An example of a remote network-based attack is that of Bernstein in [15], demonstrating a timing attack on OpenSSL AES, on a UNIX x86 server. The server was profiled using a known key to determine the timing characteristics for the input plaintext values. During the attack, plaintexts were sent to the server, with their timing profiles compared to the profiled reference. The information leakage was reported to be due to the non-constant timing of table lookups.

Cache-timing attacks were first proposed by Page in [16] and demonstrated by Tsunoo et al. in [17], where DES was broken with a > 90% success rate. In [18], Tromer et al. showed that the full AES key could be extracted using DM-CRYPT disk encryption on Linux with only 800 accesses to an encrypted file. The attack took 65 ms of measurement time and 3 seconds to analyse. The OpenSSL library was also attacked in as little as 13 ms, with 300 encryptions.

Countermeasures to timing attacks generally aim to perform operations in constant time. However, this is not a straight-forward task since compilers can often provide optimisations that affect timing behaviour. In addition, cache hits and variances in instruction timings are generally outside the control of the software designer. A clock-skipping countermeasure was initially proposed by Kocher in [19], which inserted random delays to try and break up characteristic timing patterns, but this was later shown to be equivalent to adding noise to the power waveforms and could be overcome by analysis with a larger number of traces.
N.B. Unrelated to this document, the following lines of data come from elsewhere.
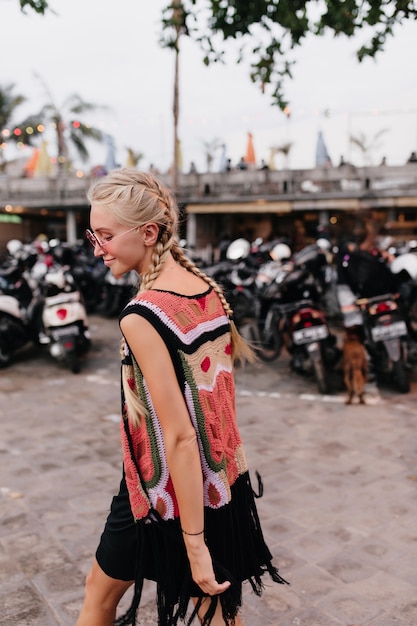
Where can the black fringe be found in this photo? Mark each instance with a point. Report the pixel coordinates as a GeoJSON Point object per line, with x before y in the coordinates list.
{"type": "Point", "coordinates": [234, 537]}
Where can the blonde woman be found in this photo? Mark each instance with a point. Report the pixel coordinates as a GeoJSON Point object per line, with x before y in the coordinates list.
{"type": "Point", "coordinates": [185, 515]}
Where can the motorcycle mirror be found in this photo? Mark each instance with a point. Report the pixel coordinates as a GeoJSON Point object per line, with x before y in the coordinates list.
{"type": "Point", "coordinates": [39, 270]}
{"type": "Point", "coordinates": [238, 249]}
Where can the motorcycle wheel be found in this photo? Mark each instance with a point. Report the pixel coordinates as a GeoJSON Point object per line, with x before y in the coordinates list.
{"type": "Point", "coordinates": [320, 375]}
{"type": "Point", "coordinates": [5, 355]}
{"type": "Point", "coordinates": [401, 380]}
{"type": "Point", "coordinates": [269, 341]}
{"type": "Point", "coordinates": [74, 362]}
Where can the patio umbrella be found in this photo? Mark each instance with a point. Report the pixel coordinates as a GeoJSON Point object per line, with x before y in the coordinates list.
{"type": "Point", "coordinates": [250, 158]}
{"type": "Point", "coordinates": [223, 159]}
{"type": "Point", "coordinates": [322, 156]}
{"type": "Point", "coordinates": [180, 158]}
{"type": "Point", "coordinates": [43, 166]}
{"type": "Point", "coordinates": [110, 163]}
{"type": "Point", "coordinates": [31, 163]}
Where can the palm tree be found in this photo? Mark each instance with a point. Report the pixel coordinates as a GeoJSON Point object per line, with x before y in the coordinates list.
{"type": "Point", "coordinates": [23, 131]}
{"type": "Point", "coordinates": [133, 158]}
{"type": "Point", "coordinates": [174, 25]}
{"type": "Point", "coordinates": [69, 129]}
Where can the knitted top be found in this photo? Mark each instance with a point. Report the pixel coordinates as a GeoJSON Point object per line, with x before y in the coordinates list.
{"type": "Point", "coordinates": [196, 332]}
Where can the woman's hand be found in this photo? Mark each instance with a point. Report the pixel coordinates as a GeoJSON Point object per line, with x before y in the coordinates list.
{"type": "Point", "coordinates": [202, 567]}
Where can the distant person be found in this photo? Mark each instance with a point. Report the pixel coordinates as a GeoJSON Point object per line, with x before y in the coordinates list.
{"type": "Point", "coordinates": [185, 516]}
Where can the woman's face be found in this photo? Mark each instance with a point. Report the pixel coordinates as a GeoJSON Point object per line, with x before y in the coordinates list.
{"type": "Point", "coordinates": [122, 248]}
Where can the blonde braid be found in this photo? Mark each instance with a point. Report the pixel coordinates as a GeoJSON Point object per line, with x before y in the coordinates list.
{"type": "Point", "coordinates": [241, 350]}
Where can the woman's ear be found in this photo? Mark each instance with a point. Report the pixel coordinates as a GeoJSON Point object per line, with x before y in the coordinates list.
{"type": "Point", "coordinates": [150, 233]}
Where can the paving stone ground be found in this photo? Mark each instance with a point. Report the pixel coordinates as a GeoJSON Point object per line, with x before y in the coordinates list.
{"type": "Point", "coordinates": [339, 510]}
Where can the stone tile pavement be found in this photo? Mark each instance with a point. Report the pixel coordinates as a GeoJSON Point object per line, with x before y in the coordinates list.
{"type": "Point", "coordinates": [339, 510]}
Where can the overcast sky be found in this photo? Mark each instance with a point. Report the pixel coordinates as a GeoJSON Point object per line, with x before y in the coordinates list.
{"type": "Point", "coordinates": [108, 52]}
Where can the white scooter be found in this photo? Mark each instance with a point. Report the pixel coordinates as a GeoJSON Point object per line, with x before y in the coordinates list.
{"type": "Point", "coordinates": [64, 319]}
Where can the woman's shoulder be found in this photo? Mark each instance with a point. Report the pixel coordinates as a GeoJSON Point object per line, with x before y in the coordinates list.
{"type": "Point", "coordinates": [173, 307]}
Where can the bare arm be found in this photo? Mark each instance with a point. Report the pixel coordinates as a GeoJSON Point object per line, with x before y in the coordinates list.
{"type": "Point", "coordinates": [181, 444]}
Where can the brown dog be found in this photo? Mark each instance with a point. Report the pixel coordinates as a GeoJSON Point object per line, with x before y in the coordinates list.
{"type": "Point", "coordinates": [355, 366]}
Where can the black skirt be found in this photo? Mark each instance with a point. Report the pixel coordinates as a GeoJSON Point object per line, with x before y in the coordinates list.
{"type": "Point", "coordinates": [154, 549]}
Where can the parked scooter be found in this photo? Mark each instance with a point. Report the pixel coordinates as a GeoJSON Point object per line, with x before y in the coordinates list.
{"type": "Point", "coordinates": [296, 316]}
{"type": "Point", "coordinates": [20, 303]}
{"type": "Point", "coordinates": [377, 286]}
{"type": "Point", "coordinates": [41, 305]}
{"type": "Point", "coordinates": [65, 329]}
{"type": "Point", "coordinates": [386, 338]}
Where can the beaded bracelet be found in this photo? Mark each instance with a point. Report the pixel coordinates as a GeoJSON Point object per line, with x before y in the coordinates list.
{"type": "Point", "coordinates": [192, 534]}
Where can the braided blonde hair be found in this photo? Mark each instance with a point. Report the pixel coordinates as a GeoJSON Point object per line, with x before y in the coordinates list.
{"type": "Point", "coordinates": [134, 199]}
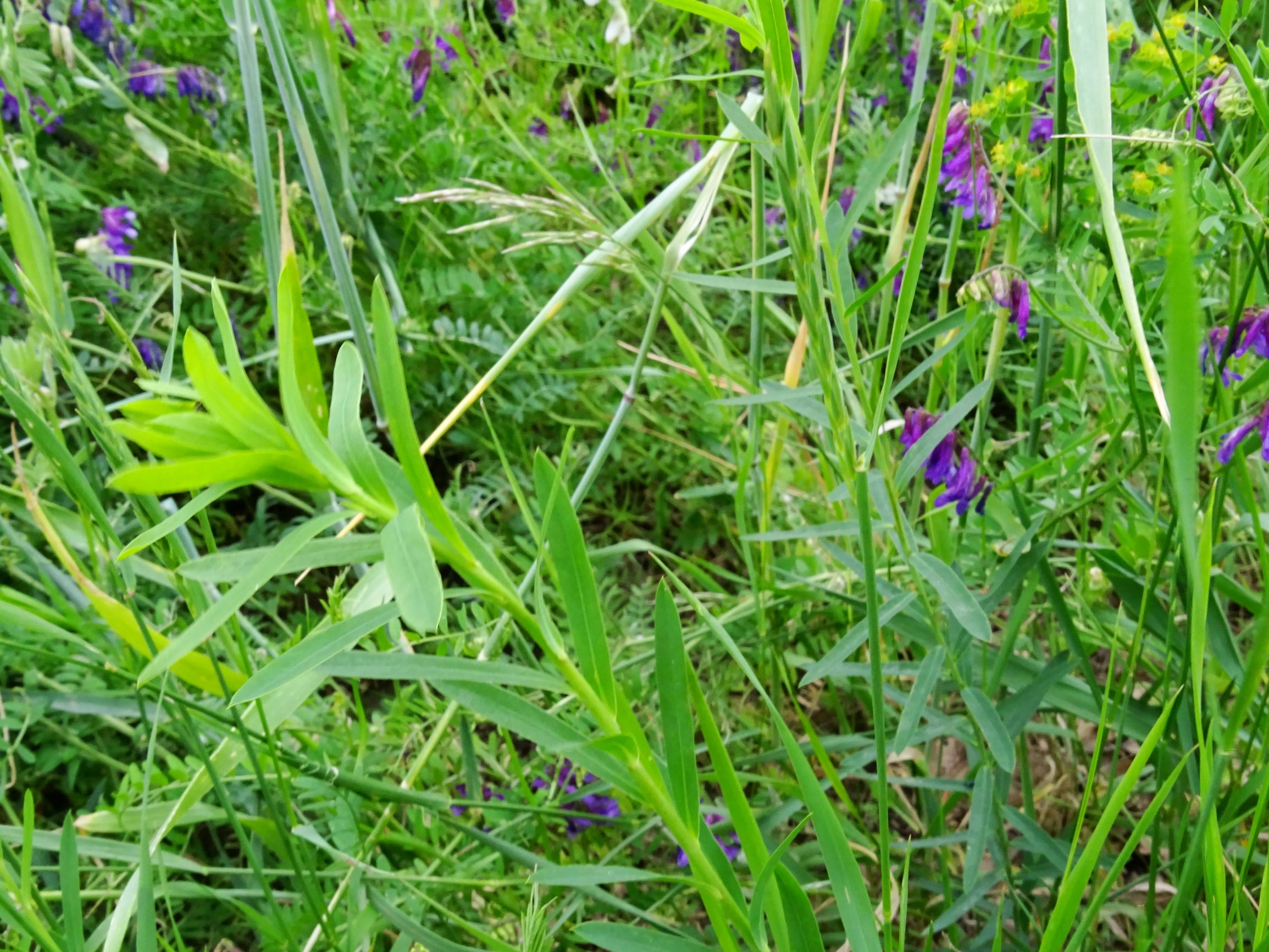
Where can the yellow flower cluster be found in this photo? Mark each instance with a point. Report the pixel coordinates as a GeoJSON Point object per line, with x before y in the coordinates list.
{"type": "Point", "coordinates": [1008, 95]}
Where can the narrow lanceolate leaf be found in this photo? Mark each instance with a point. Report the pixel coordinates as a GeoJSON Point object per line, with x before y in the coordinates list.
{"type": "Point", "coordinates": [1090, 56]}
{"type": "Point", "coordinates": [1183, 334]}
{"type": "Point", "coordinates": [672, 688]}
{"type": "Point", "coordinates": [955, 596]}
{"type": "Point", "coordinates": [413, 572]}
{"type": "Point", "coordinates": [177, 519]}
{"type": "Point", "coordinates": [980, 823]}
{"type": "Point", "coordinates": [236, 597]}
{"type": "Point", "coordinates": [396, 408]}
{"type": "Point", "coordinates": [927, 678]}
{"type": "Point", "coordinates": [994, 732]}
{"type": "Point", "coordinates": [347, 437]}
{"type": "Point", "coordinates": [575, 580]}
{"type": "Point", "coordinates": [1074, 884]}
{"type": "Point", "coordinates": [68, 875]}
{"type": "Point", "coordinates": [313, 651]}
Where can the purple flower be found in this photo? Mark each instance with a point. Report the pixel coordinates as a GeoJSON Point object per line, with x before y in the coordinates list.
{"type": "Point", "coordinates": [198, 85]}
{"type": "Point", "coordinates": [448, 54]}
{"type": "Point", "coordinates": [92, 21]}
{"type": "Point", "coordinates": [9, 109]}
{"type": "Point", "coordinates": [461, 794]}
{"type": "Point", "coordinates": [151, 355]}
{"type": "Point", "coordinates": [1013, 295]}
{"type": "Point", "coordinates": [845, 200]}
{"type": "Point", "coordinates": [730, 846]}
{"type": "Point", "coordinates": [338, 21]}
{"type": "Point", "coordinates": [1251, 333]}
{"type": "Point", "coordinates": [962, 488]}
{"type": "Point", "coordinates": [118, 225]}
{"type": "Point", "coordinates": [1042, 124]}
{"type": "Point", "coordinates": [418, 64]}
{"type": "Point", "coordinates": [1260, 422]}
{"type": "Point", "coordinates": [938, 466]}
{"type": "Point", "coordinates": [145, 78]}
{"type": "Point", "coordinates": [1209, 92]}
{"type": "Point", "coordinates": [569, 780]}
{"type": "Point", "coordinates": [965, 169]}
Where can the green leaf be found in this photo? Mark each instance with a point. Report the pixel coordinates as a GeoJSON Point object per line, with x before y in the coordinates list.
{"type": "Point", "coordinates": [616, 937]}
{"type": "Point", "coordinates": [413, 572]}
{"type": "Point", "coordinates": [68, 876]}
{"type": "Point", "coordinates": [31, 248]}
{"type": "Point", "coordinates": [588, 875]}
{"type": "Point", "coordinates": [921, 451]}
{"type": "Point", "coordinates": [1090, 55]}
{"type": "Point", "coordinates": [994, 732]}
{"type": "Point", "coordinates": [574, 578]}
{"type": "Point", "coordinates": [954, 593]}
{"type": "Point", "coordinates": [980, 823]}
{"type": "Point", "coordinates": [749, 36]}
{"type": "Point", "coordinates": [347, 437]}
{"type": "Point", "coordinates": [223, 610]}
{"type": "Point", "coordinates": [48, 442]}
{"type": "Point", "coordinates": [177, 519]}
{"type": "Point", "coordinates": [313, 651]}
{"type": "Point", "coordinates": [672, 690]}
{"type": "Point", "coordinates": [256, 425]}
{"type": "Point", "coordinates": [547, 730]}
{"type": "Point", "coordinates": [927, 679]}
{"type": "Point", "coordinates": [392, 666]}
{"type": "Point", "coordinates": [1068, 904]}
{"type": "Point", "coordinates": [396, 408]}
{"type": "Point", "coordinates": [273, 466]}
{"type": "Point", "coordinates": [319, 554]}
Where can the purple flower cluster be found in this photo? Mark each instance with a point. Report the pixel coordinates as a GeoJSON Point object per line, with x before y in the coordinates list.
{"type": "Point", "coordinates": [966, 170]}
{"type": "Point", "coordinates": [569, 780]}
{"type": "Point", "coordinates": [10, 111]}
{"type": "Point", "coordinates": [151, 355]}
{"type": "Point", "coordinates": [730, 846]}
{"type": "Point", "coordinates": [1257, 424]}
{"type": "Point", "coordinates": [339, 21]}
{"type": "Point", "coordinates": [418, 64]}
{"type": "Point", "coordinates": [118, 229]}
{"type": "Point", "coordinates": [1251, 333]}
{"type": "Point", "coordinates": [1209, 91]}
{"type": "Point", "coordinates": [960, 477]}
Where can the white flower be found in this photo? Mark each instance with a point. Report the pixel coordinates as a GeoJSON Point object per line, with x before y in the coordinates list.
{"type": "Point", "coordinates": [619, 26]}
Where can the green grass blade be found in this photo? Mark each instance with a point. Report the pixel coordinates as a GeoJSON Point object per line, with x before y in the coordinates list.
{"type": "Point", "coordinates": [221, 611]}
{"type": "Point", "coordinates": [313, 651]}
{"type": "Point", "coordinates": [954, 593]}
{"type": "Point", "coordinates": [575, 579]}
{"type": "Point", "coordinates": [413, 572]}
{"type": "Point", "coordinates": [1068, 904]}
{"type": "Point", "coordinates": [68, 877]}
{"type": "Point", "coordinates": [994, 732]}
{"type": "Point", "coordinates": [672, 688]}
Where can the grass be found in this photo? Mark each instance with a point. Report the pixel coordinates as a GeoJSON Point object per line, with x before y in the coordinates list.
{"type": "Point", "coordinates": [528, 536]}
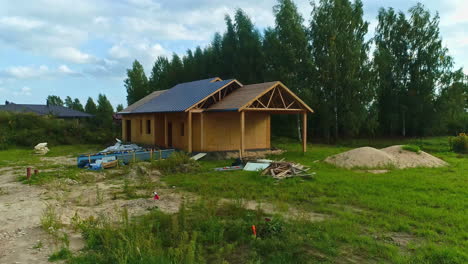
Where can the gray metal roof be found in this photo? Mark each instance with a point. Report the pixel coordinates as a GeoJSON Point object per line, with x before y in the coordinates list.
{"type": "Point", "coordinates": [182, 96]}
{"type": "Point", "coordinates": [59, 111]}
{"type": "Point", "coordinates": [142, 101]}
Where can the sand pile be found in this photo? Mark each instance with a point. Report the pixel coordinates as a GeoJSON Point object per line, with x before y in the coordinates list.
{"type": "Point", "coordinates": [365, 157]}
{"type": "Point", "coordinates": [394, 156]}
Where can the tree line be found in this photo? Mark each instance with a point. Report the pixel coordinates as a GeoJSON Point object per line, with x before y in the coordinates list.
{"type": "Point", "coordinates": [400, 82]}
{"type": "Point", "coordinates": [102, 124]}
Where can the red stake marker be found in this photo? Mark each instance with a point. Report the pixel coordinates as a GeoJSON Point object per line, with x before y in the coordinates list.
{"type": "Point", "coordinates": [254, 230]}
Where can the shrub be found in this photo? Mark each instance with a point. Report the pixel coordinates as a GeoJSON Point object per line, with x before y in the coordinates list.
{"type": "Point", "coordinates": [62, 254]}
{"type": "Point", "coordinates": [412, 148]}
{"type": "Point", "coordinates": [203, 233]}
{"type": "Point", "coordinates": [459, 143]}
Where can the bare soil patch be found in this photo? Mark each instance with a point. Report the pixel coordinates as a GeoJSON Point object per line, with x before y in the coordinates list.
{"type": "Point", "coordinates": [394, 156]}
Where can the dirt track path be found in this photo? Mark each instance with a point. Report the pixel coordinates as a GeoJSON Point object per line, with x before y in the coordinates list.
{"type": "Point", "coordinates": [20, 213]}
{"type": "Point", "coordinates": [22, 206]}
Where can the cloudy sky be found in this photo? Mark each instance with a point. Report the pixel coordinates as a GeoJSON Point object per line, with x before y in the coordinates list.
{"type": "Point", "coordinates": [82, 48]}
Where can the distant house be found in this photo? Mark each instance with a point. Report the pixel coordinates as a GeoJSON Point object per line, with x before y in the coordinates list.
{"type": "Point", "coordinates": [55, 110]}
{"type": "Point", "coordinates": [211, 115]}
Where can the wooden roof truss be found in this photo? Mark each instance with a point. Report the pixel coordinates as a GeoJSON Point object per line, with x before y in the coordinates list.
{"type": "Point", "coordinates": [216, 97]}
{"type": "Point", "coordinates": [276, 99]}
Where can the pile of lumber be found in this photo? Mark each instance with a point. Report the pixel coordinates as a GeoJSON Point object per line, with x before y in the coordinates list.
{"type": "Point", "coordinates": [283, 169]}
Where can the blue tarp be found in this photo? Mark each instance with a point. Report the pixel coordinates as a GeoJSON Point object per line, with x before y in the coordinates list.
{"type": "Point", "coordinates": [125, 157]}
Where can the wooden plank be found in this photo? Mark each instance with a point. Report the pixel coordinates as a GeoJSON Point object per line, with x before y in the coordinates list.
{"type": "Point", "coordinates": [242, 131]}
{"type": "Point", "coordinates": [304, 131]}
{"type": "Point", "coordinates": [213, 93]}
{"type": "Point", "coordinates": [275, 109]}
{"type": "Point", "coordinates": [201, 132]}
{"type": "Point", "coordinates": [166, 139]}
{"type": "Point", "coordinates": [261, 103]}
{"type": "Point", "coordinates": [271, 97]}
{"type": "Point", "coordinates": [281, 85]}
{"type": "Point", "coordinates": [189, 131]}
{"type": "Point", "coordinates": [282, 99]}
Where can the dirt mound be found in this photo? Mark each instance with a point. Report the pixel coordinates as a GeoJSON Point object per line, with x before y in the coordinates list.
{"type": "Point", "coordinates": [408, 159]}
{"type": "Point", "coordinates": [365, 157]}
{"type": "Point", "coordinates": [394, 156]}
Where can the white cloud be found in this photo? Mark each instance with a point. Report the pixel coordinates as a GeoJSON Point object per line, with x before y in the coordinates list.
{"type": "Point", "coordinates": [26, 72]}
{"type": "Point", "coordinates": [25, 91]}
{"type": "Point", "coordinates": [64, 69]}
{"type": "Point", "coordinates": [73, 55]}
{"type": "Point", "coordinates": [34, 72]}
{"type": "Point", "coordinates": [21, 23]}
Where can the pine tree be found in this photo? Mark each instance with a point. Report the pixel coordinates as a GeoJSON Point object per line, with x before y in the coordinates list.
{"type": "Point", "coordinates": [249, 49]}
{"type": "Point", "coordinates": [410, 64]}
{"type": "Point", "coordinates": [229, 48]}
{"type": "Point", "coordinates": [54, 100]}
{"type": "Point", "coordinates": [136, 83]}
{"type": "Point", "coordinates": [287, 54]}
{"type": "Point", "coordinates": [119, 108]}
{"type": "Point", "coordinates": [68, 102]}
{"type": "Point", "coordinates": [342, 75]}
{"type": "Point", "coordinates": [77, 105]}
{"type": "Point", "coordinates": [159, 75]}
{"type": "Point", "coordinates": [104, 111]}
{"type": "Point", "coordinates": [90, 106]}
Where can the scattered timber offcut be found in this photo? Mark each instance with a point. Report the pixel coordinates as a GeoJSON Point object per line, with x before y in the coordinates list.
{"type": "Point", "coordinates": [283, 169]}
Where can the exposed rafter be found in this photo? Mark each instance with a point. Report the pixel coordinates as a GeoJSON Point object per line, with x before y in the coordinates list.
{"type": "Point", "coordinates": [276, 99]}
{"type": "Point", "coordinates": [216, 96]}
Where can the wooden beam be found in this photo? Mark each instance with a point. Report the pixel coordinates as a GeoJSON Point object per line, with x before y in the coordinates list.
{"type": "Point", "coordinates": [304, 131]}
{"type": "Point", "coordinates": [201, 132]}
{"type": "Point", "coordinates": [261, 103]}
{"type": "Point", "coordinates": [271, 96]}
{"type": "Point", "coordinates": [166, 140]}
{"type": "Point", "coordinates": [189, 131]}
{"type": "Point", "coordinates": [282, 100]}
{"type": "Point", "coordinates": [242, 133]}
{"type": "Point", "coordinates": [275, 109]}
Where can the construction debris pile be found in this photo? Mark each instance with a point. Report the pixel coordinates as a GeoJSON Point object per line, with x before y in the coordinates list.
{"type": "Point", "coordinates": [283, 169]}
{"type": "Point", "coordinates": [41, 148]}
{"type": "Point", "coordinates": [277, 169]}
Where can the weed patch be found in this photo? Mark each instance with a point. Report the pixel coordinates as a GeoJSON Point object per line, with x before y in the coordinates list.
{"type": "Point", "coordinates": [412, 148]}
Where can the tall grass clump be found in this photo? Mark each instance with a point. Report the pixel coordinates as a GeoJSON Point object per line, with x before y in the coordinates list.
{"type": "Point", "coordinates": [412, 148]}
{"type": "Point", "coordinates": [459, 143]}
{"type": "Point", "coordinates": [202, 233]}
{"type": "Point", "coordinates": [28, 129]}
{"type": "Point", "coordinates": [177, 162]}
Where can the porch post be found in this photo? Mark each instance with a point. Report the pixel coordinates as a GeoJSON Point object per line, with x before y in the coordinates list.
{"type": "Point", "coordinates": [201, 132]}
{"type": "Point", "coordinates": [189, 131]}
{"type": "Point", "coordinates": [304, 131]}
{"type": "Point", "coordinates": [166, 140]}
{"type": "Point", "coordinates": [242, 132]}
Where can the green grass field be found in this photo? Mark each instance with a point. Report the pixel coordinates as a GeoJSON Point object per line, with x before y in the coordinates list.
{"type": "Point", "coordinates": [417, 215]}
{"type": "Point", "coordinates": [429, 205]}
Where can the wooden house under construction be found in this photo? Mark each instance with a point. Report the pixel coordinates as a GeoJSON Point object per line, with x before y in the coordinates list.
{"type": "Point", "coordinates": [211, 115]}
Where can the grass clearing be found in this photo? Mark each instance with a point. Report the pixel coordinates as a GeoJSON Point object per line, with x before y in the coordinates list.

In [18], Tromer et al. considered various countermeasures against cache attacks. They suggested:

  1. Avoid the use of memory accesses by replacing lookups with equivalent logical operations. This is a possibility for algorithms such as AES. However, there will be a performance trade-off.

  2. Use of a bit-slicing approach.

  3. Use of a cache no-fill mode, where memory is accessed from the cache during a hit and serviced from memory when there is a cache miss.

  4. Dynamic table storage, where the contents of the table lookup are cycled around in memory during encryption operations to de-correlate it.

Guidance for coding standards for cryptographic implementations in software can be found in [20]. For example, in the context of timing attacks, it is recommended:

  1. Do not compare secret values on a byte-by-byte basis.

  2. Avoid branching predicated on secret data.

  3. Avoid the use of lookup tables indexed by secret data.

  4. Avoid loops that are bounded by a secret value.

The software developer can also make use of libraries, written with security in mind, such as NaCl [21] and some processors also include custom instruction sets dedicated to cryptography, such as the Intel AES-NI instructions referenced in [22] and the ARM cryptography extensions discussed in ARMv8 [23].

3.2.3 DRAM attacks

Buffer Overflow is a well-known attack that can enable execution of malicious code. Strategies to counteract this attack include the use of improved input validation and bounds checking at the programmer level, or at the system level through approaches such as the randomisation of memory layout or the structuring of buffer memory to incorporate memory spaces, sometimes termed ‘canaries’, that actively monitor to detect when unauthorised overflows occur.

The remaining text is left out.